Tuesday, October 20, 2015

GPC report 15 October 2015

GPC Report
For East and West Sussex LMCs
Dr Russell Brown
15th October 2015

The GPC held its latest meeting on 15th of October.  

Much of the meeting was centred around the beginnings of the contract negotiations for 2016-17, which have started much later than usual. NHS Employers have a limited mandate so far but it may be expanded after the outcome of the Comprehensive Spending Review later in the year. More news when I can. I suspect that discussions will in part be around the recently announced offer by the Prime Minister and we will give serious consideration to how that may affect GPs.  It is likely the experiences of the Vanguard sites will have a bearing on the development of this announcement, which is currently little more than headlines.
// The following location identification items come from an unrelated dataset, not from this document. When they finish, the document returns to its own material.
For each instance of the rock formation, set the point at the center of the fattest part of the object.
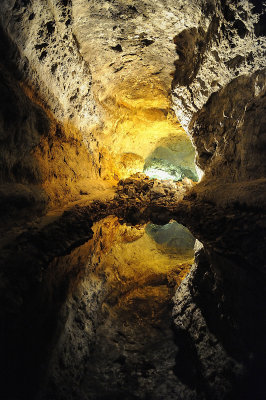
(91, 93)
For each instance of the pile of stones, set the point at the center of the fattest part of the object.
(140, 187)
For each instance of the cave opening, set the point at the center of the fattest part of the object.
(104, 106)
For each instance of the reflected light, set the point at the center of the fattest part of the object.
(159, 174)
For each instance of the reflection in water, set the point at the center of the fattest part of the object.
(117, 340)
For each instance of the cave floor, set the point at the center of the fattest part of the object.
(64, 327)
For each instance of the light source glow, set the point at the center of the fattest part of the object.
(158, 174)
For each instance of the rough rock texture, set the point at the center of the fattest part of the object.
(219, 90)
(86, 93)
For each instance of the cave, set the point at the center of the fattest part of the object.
(132, 193)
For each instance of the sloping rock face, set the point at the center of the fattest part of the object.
(219, 89)
(76, 79)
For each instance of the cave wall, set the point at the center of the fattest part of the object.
(102, 74)
(219, 90)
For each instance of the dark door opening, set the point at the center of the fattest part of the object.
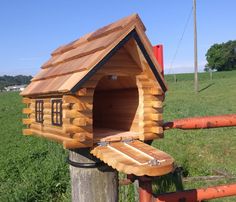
(115, 105)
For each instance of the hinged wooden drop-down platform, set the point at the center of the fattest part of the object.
(134, 157)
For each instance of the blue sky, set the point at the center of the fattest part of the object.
(31, 30)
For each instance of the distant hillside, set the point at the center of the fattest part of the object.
(13, 80)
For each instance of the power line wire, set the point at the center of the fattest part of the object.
(180, 40)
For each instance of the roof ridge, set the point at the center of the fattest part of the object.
(101, 32)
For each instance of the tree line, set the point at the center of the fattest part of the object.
(13, 80)
(221, 57)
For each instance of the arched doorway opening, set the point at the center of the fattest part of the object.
(115, 107)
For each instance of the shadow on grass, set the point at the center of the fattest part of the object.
(169, 183)
(208, 86)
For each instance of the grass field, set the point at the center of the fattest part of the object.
(33, 169)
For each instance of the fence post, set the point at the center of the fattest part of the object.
(92, 184)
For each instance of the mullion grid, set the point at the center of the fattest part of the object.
(57, 112)
(39, 111)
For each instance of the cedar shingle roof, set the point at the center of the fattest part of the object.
(70, 63)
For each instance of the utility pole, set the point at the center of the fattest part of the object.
(195, 48)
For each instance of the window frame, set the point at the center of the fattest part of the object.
(39, 111)
(56, 112)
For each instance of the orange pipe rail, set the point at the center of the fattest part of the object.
(198, 194)
(202, 122)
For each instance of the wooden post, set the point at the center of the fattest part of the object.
(195, 48)
(92, 184)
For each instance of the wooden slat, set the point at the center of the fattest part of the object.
(136, 162)
(77, 114)
(26, 100)
(85, 92)
(79, 122)
(73, 144)
(68, 128)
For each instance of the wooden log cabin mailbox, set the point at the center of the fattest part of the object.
(103, 91)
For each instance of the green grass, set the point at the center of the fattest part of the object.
(34, 169)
But as usual, everything is highly confidential and so I can tell you every little. 

Foreign visitors: a new and clarified view of the eligibility of foreign visitors to the UK for Primary Care is interesting. It appears that ANYONE who is in the UK is eligible to receive primary car services for no charge.  There are several issues around this.  Guidance will be rewritten soon and discussions are ongoing with NHS England. For example, where does primary care stop? If a GP requests a chest X-ray for an American tourist, is that chargeable (by the hospital) or not? Information and opinion is also being sought of the indemnity organisations as to whether they cover GPs for providing services for example to American (and therefore potentially litigious) tourists. I should point out I only use Americans as an example as there are no collaborative arrangements in place as there are with many countries. 
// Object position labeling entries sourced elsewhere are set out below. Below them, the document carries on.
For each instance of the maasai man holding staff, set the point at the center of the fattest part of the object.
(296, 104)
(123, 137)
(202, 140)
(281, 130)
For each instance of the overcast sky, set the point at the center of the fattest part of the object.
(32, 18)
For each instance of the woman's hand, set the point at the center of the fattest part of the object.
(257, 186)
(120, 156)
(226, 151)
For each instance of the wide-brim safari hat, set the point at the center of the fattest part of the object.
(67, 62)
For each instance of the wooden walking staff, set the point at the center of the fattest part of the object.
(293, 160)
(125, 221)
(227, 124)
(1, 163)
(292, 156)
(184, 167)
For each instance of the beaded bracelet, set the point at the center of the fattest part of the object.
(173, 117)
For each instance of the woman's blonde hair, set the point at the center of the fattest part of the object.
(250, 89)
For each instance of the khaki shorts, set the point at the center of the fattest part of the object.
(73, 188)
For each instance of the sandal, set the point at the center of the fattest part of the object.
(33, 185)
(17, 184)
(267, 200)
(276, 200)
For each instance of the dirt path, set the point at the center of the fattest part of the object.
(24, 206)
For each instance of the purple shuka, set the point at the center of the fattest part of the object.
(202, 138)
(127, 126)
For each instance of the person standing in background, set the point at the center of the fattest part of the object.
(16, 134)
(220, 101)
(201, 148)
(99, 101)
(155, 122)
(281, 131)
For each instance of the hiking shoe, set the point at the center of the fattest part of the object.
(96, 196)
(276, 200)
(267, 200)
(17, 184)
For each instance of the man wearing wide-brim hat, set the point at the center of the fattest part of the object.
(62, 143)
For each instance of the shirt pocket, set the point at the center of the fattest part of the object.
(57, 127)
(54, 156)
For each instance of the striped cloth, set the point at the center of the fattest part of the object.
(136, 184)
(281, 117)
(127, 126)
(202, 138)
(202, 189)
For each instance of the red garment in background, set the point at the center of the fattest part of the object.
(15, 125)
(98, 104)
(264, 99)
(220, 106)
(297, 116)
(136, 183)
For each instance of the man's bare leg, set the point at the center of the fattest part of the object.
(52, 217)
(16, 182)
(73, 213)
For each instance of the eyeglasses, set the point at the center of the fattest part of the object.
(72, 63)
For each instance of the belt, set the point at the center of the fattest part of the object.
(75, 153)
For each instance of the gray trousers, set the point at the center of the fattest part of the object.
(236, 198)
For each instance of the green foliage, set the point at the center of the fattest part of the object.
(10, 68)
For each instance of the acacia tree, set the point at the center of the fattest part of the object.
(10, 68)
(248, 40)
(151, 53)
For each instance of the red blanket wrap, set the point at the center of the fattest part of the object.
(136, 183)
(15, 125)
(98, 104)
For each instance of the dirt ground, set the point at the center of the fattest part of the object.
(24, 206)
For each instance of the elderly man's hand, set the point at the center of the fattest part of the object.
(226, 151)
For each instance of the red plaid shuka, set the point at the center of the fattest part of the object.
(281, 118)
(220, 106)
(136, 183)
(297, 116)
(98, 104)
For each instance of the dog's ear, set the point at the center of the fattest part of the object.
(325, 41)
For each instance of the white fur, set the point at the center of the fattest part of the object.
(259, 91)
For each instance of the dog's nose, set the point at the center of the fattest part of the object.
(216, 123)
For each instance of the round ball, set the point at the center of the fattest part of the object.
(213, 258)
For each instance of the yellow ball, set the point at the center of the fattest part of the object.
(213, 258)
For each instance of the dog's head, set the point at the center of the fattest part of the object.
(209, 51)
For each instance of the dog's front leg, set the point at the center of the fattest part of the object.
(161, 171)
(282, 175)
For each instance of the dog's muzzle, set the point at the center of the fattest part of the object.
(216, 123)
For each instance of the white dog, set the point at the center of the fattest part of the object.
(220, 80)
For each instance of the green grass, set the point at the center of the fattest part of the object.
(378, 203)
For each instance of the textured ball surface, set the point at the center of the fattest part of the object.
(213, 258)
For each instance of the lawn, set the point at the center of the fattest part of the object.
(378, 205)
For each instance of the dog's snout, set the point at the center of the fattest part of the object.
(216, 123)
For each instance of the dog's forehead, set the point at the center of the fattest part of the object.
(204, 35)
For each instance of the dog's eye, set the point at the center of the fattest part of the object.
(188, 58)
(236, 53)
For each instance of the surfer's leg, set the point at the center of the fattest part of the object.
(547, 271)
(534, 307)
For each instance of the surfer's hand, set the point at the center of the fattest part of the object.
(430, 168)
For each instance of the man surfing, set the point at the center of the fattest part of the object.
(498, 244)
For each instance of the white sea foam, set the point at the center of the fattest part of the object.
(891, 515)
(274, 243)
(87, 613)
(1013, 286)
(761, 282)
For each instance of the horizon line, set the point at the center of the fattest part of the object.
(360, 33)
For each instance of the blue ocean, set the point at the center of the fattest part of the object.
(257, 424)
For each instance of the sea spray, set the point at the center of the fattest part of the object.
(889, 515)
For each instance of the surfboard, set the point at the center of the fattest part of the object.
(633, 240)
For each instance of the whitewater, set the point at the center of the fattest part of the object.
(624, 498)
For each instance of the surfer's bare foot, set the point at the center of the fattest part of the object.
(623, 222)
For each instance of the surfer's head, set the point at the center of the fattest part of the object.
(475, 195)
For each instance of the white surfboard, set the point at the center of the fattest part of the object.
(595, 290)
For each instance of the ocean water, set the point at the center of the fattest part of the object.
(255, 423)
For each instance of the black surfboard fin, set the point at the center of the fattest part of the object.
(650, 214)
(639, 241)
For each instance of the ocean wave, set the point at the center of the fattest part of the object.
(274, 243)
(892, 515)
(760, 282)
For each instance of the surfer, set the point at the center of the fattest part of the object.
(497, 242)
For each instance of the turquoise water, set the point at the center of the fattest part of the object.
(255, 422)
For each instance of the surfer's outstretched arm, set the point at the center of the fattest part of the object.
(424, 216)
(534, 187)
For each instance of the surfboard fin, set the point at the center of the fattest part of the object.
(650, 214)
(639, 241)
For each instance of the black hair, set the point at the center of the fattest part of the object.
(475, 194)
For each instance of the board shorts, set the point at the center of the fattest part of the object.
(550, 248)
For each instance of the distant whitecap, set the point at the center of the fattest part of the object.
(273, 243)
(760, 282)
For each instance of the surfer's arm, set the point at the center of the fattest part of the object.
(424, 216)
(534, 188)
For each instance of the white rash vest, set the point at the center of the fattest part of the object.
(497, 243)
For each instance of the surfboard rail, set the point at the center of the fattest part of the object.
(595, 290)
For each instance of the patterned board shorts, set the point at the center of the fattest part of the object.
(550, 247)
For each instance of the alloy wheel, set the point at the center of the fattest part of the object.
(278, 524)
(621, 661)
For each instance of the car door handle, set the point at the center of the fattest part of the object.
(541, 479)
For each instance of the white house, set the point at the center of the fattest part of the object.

A report from the NHS Alliance on "Making Time in General Practice" chimes well with the GPC's existing  "Quality First" work. I understand there will be joint NHSE/LMC meetings to support work towards achieving the suggestions contained in both reports. 

A report by the Health Foundation on quality indicators in General Practice, available here, vindicates GPC's position that any quality indicators used in General practice need to be contextual and that simple scorecards or league tables are at best unhelpful and over simplistic. 
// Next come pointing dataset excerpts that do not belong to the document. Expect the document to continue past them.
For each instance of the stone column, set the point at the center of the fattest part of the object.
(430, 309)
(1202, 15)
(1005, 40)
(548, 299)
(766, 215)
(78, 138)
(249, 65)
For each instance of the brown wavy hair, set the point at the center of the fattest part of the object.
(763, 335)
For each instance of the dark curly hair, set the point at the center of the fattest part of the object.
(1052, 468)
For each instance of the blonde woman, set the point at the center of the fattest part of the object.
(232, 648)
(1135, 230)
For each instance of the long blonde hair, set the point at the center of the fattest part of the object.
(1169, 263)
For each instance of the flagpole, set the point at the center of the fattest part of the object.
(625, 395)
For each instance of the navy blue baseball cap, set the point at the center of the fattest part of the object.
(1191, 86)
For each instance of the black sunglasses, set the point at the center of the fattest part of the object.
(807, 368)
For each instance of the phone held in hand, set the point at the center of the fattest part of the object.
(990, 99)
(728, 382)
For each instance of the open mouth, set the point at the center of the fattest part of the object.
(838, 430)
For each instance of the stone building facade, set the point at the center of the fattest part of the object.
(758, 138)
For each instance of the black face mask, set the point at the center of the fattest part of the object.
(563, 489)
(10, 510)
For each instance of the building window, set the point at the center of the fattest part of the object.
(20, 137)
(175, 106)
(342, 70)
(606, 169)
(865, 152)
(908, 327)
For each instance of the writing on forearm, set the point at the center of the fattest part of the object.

The afternoon was spent in smaller groups discussing what the future may look like and how both GPC and LMCs can continue to represent their constituents. 

The “official” October GPC news can be found at the BMA Communities website. 

The next GPC meeting is scheduled for November. 

I hope you have found this report helpful.  Please feedback so that I can ensure my reports are useful. 

Dr Russell Brown

1 comment:

Anonymous said...

Free healthcare to yet another group who have never contributed to support the system when the NHS is seriously understaffed, and patients who have paid for the service their entire lives are unable to get care can really only be taken as yet another indication that the powers that be wish to destroy the system.

They already allow the acute sector to demand 'overperformance' bonuses on the block contract and legally mandate significant cuts in practice budgets, mandate increases in staff salaries, and take advantage of the fact that GPs have no route for promotion to strip out any potential salary increase based of years of service. This in turn reduces any incentive for someone to work in the primary sector and further destabilises the community/primary sector. Most of the approaching 55yo GPs I know are planning on quitting and we already know about the massive workforce shortages in GPs, nurses and HCAs for all the community teams, and yet there is no political will to incentivise trainees (how many trainees would be willing to enter a job with a guarantee of no increase in income for the next 20 years)
One assumes some of this is because practices and community trusts are badly represented in the political arena, but my only real conclusion is that someone in NHSE wishes to destroy the national health system and switch healthcare into the private sector.